Man dürfte aus diesen Worten des Titularprofessors mit Schwergewicht Tourismuswirtschaft schliessen, dass die Erneuerung der Tourismusstrategie mit dem Rücktritt von Jürg Schmid begründet wird, datiert doch die aktuelle Strategie aus dem Jahr 2010 und ist somit erst sieben Jahre alt.
Wegen der Digitalisierung
Das zuständige Staatssekretariat für Wirtschaft (Seco) verneint jedoch: «Die Ausarbeitung der neuen Strategie hat nichts mit dem Abgang von Direktor Jürg Schmid zu tun.» Strategien würden regelmässig überarbeitet und den neuen Gegebenheiten angepasst. «Wir erachten die Erneuerung der Tourismusstrategie insbesondere aufgrund des sich rasch wandelnden Umfelds als notwendig. Dies gilt vor allem für die Thematik der Digitalisierung, welche markant an Bedeutung gewonnen hat.»

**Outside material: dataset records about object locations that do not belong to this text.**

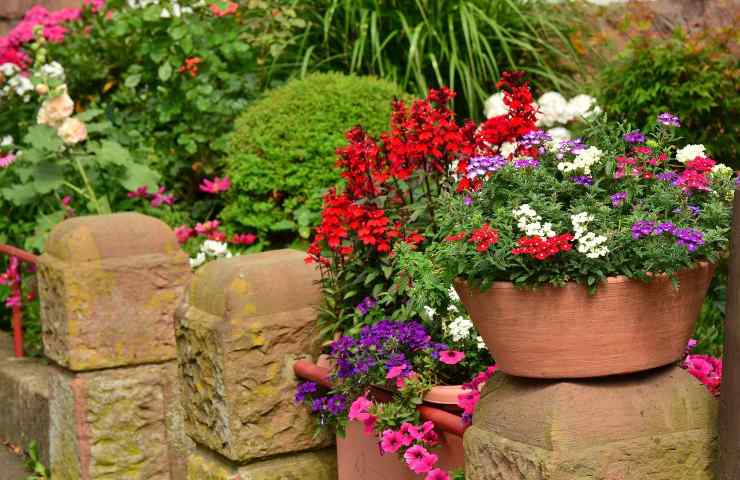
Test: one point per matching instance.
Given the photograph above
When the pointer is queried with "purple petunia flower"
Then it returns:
(582, 180)
(690, 238)
(479, 166)
(303, 389)
(669, 176)
(669, 120)
(634, 137)
(526, 162)
(618, 199)
(642, 228)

Insbesondere Wirtschaftsminister Johann Schneider-Ammann (FDP) scheint in Sachen Digitalisierung Druck zu machen. «Für ihn ist Digitalisierung ein geflügeltes Wort», konstatiert Ueli Stückelberger, Direktor des Verbands öffentlicher Verkehr (VÖV). Stückelberger selber hält die Diskussion um die Digitalisierung zwar für wichtig, man dürfe aber nicht so tun, als ob der ganze Erfolg des Tourismus nur davon abhängig sei.

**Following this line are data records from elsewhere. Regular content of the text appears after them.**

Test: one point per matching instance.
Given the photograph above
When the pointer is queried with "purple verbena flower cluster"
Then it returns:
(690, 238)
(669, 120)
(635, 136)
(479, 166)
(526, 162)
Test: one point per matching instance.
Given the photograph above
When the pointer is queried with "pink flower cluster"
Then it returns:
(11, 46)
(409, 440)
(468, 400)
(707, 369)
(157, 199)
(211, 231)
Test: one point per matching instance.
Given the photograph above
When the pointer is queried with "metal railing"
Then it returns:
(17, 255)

Die Digitalisierung sei ein langfristiger Prozess, der auch schon 2010 – bei der Erarbeitung der aktuellen Tourismusstrategie – in voller Fahrt war. Bei dem man aber nicht wisse, wohin er führen werde. So ist es laut Stückelberger nicht falsch, die Tourismusstrategie auch punkto Digitalisierung neueren Erkenntnissen anzupassen.
Der Franken drückt
Für Barbara Gisi, Direktorin beim Schweizer Tourismus-Verband, ist die Anpassung der Strategie nicht nur nicht falsch, sondern notwendig. Und zwar «wegen der sich überschlagenden Realität der Digitalisierung». Sie denkt dabei an all die Buchungsplattformen, ein neueres Phänomen, das es vor sieben Jahren zwar schon gab, das aber noch nicht die Bedeutung von heute hatte. Plattformen wie Booking.com stellen nur die Technologie zur Verfügung und agieren als Intermediäre, verdienen jedoch laut Barbara Gisi am Tourismus kräftig mit, ohne effektiv touristische Leistungen zu erbringen.

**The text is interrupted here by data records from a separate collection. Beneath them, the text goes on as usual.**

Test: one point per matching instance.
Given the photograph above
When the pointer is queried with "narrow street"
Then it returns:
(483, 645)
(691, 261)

Für Ueli Stückelberger hingegen sind die Weichenstellungen im alpinen Tourismus wichtiger. Er erhofft sich von der neuen Strategie eine stärkere Unterscheidung zwischen alpinem und städtischem Tourismus. «Sie haben völlig unterschiedliche Herausforderungen zu bewältigen», meint Stückelberger. Der alpine Tourismus leide sehr stark unter dem starken Franken, ein Phänomen, das den Städtetourismus weniger tangiere.
Auch Casimir Platzer findet Gefallen daran, dass der Bund eine neue Tourismusstrategie erarbeitet. Auch er wegen des starken Frankens. «Die Situation hat sich seit 2010 grundlegend verändert», hält der Präsident von Gastro Suisse fest. Als Hotelier in Kandersteg weiss er, wovon er spricht. Schweizweit sei die Zahl der Logiernächte in den vergangenen Jahren stabil geblieben. Doch es gab grosse Verschiebungen. Neue Herkunftsmärkte wie Indien, China, Südkorea und der arabische Raum boomen.
Davon profitieren vor allem die grossen Zentren, kaum aber die alpinen Regionen. Zudem gerieten grosse Märkte ins Rutschen. «Von 2008 bis 2015 sind die Übernachtungen von deutschen Gästen um fast 40 Prozent gesunken.» Derzeit ist der Franken zwar wieder schwächer geworden, das weiss auch Platzer, «aber das vermag den Kessel nicht zu flicken», sagt er.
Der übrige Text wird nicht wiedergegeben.